Sono andata per la prima volta a Srebrenica nel maggio del 2013,
con un gruppo meraviglioso di persone.
Il mio viaggio per andare “oltre”, perché in alcuni casi, non bastano
i libri, i documentari, i racconti di persone che ci sono state. Io sono
convinta che in alcuni luoghi, si ha il “dovere morale” di andarci.
Dopo aver visitato Sarajevo e Tuzla ci siamo diretti proprio lì,
in questo paesino separato dalla Serbia dal corso della meravigliosa Drina.

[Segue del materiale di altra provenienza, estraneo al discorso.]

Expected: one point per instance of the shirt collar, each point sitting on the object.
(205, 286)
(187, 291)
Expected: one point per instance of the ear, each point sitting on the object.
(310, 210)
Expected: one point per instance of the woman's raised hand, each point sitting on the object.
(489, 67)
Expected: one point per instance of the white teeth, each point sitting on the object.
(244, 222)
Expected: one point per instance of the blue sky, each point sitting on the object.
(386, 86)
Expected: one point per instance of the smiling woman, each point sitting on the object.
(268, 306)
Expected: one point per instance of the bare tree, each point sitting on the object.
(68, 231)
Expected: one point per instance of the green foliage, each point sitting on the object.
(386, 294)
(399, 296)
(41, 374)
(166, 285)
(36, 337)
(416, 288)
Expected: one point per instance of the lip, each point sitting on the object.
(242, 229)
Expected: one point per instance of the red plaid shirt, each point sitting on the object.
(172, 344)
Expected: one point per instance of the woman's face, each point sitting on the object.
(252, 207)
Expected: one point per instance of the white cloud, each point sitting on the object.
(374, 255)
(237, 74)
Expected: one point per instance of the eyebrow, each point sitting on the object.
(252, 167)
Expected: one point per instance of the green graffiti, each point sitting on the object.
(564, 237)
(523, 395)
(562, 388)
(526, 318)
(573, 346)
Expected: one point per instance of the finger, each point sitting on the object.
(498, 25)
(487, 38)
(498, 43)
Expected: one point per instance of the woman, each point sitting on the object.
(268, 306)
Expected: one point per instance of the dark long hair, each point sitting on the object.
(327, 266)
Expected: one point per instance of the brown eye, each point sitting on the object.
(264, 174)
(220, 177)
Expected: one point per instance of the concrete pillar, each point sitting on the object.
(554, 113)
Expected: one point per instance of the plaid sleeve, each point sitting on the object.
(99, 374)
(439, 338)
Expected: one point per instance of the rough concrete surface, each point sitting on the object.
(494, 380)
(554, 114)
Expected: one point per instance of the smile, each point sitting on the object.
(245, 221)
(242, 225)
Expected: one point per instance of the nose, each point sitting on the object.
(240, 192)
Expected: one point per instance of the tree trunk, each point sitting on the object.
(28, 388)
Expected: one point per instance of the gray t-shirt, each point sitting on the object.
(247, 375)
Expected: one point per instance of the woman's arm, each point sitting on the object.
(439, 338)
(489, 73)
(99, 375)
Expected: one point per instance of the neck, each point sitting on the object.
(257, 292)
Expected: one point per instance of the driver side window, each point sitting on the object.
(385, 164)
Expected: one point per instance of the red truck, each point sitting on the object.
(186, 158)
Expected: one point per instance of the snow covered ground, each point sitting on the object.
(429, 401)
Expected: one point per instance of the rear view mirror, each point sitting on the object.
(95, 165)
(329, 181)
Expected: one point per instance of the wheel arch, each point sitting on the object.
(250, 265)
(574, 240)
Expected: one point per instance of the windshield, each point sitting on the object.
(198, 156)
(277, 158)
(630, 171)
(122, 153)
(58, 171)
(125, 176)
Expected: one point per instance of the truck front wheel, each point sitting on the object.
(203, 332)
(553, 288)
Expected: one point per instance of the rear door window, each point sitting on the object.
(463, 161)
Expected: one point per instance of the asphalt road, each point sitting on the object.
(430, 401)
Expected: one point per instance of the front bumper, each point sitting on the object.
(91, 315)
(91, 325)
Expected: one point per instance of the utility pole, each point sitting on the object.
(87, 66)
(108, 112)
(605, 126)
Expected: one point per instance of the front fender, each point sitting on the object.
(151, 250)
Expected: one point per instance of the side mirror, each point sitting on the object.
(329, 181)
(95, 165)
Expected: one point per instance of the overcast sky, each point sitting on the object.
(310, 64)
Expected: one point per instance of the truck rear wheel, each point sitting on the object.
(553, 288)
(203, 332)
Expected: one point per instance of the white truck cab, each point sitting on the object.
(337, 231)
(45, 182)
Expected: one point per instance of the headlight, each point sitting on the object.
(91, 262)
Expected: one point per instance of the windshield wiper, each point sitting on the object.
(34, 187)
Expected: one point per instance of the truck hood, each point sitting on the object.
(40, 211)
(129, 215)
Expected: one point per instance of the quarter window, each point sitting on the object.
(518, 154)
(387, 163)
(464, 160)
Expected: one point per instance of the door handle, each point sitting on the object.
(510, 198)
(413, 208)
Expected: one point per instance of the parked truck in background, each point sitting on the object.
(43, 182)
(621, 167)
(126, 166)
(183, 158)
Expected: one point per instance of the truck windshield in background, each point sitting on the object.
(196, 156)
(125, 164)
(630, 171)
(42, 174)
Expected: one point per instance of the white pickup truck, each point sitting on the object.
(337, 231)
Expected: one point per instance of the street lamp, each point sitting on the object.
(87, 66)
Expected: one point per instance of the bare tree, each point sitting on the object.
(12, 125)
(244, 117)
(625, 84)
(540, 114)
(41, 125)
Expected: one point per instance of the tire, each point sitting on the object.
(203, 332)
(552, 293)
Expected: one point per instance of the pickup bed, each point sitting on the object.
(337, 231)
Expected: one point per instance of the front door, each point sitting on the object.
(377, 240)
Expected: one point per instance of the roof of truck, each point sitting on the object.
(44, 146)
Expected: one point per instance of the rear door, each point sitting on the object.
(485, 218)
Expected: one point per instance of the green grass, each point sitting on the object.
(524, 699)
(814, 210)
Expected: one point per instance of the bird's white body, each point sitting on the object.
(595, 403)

Arrivati a questa “famosa” enclave
che tanto interessava i serbi, ho visto un paese fantasma, poca gente per
strada, dove in troppi non hanno lavoro. Non siamo scesi dall’autobus, abbiamo
fatto solo un giro del paese passando vicino al campo da basket dove sono stati
trucidati i bambini di una scuola durante l’intervallo. Poi ci siamo diretti al
memoriale di Potočari e solo allora, in quel posto, ti rendi ben conto di
quello che è successo, quelle colonnine bianche, sterminate per una
interminabile distanza, ti fanno riflettere. Rifletti su quanto sia stato
assurdo che queste persone spinte dall’odio – o per meglio dire dalla sete di
potere di altri – si siamo fatti soggiogare così tanto da uccidersi tra di
loro. Un piano ben macchinato, perché tanto a morire erano gli altri, uccisi,
secondo la logica comune dall’odio religioso, quando la religione non c’entrava
assolutamente nulla.
Ogni volta che torno in Bosnia sistemo meglio un piccolo tassello,
perché sono troppi i grovigli che hanno alimentato questo odio assurdo verso
l’altro, in un Paese che era l’eccellenza della tolleranza e della civiltà. Ora
resta solamente desolazione, disperazione, lutti che non possono essere
elaborati, perché non si sono ancora ritrovati i corpi di tutti i bosniaci
musulmani uccisi e seppelliti nelle fosse comuni.
Come può ripartire un Paese dove non si è fatta giustizia? Credo
che la giustizia sia una buona base di partenza, anche per un Paese i cui
governanti stanno svendendo il meglio a noi, i Paesi del cosiddetto “Occidente”,
per una manciata di monete, lasciando ancora di più le persone nella miseria.
Dove la corruzione è a livelli inimmaginabili, ma noi italiani lo possiamo ben
capire, perché abbiamo lo stesso sistema. Ci stiamo avvicinando sempre più a
quello della ex-Jugoslavia.
Senza giustizia non si va da nessuna parte e senza memoria non si
va avanti ma si retrocede solamente.
Parlare del genocidio
vuol dire dare ancora una speranza a queste persone, perché una volta persa la
speranza, allora si muore veramente.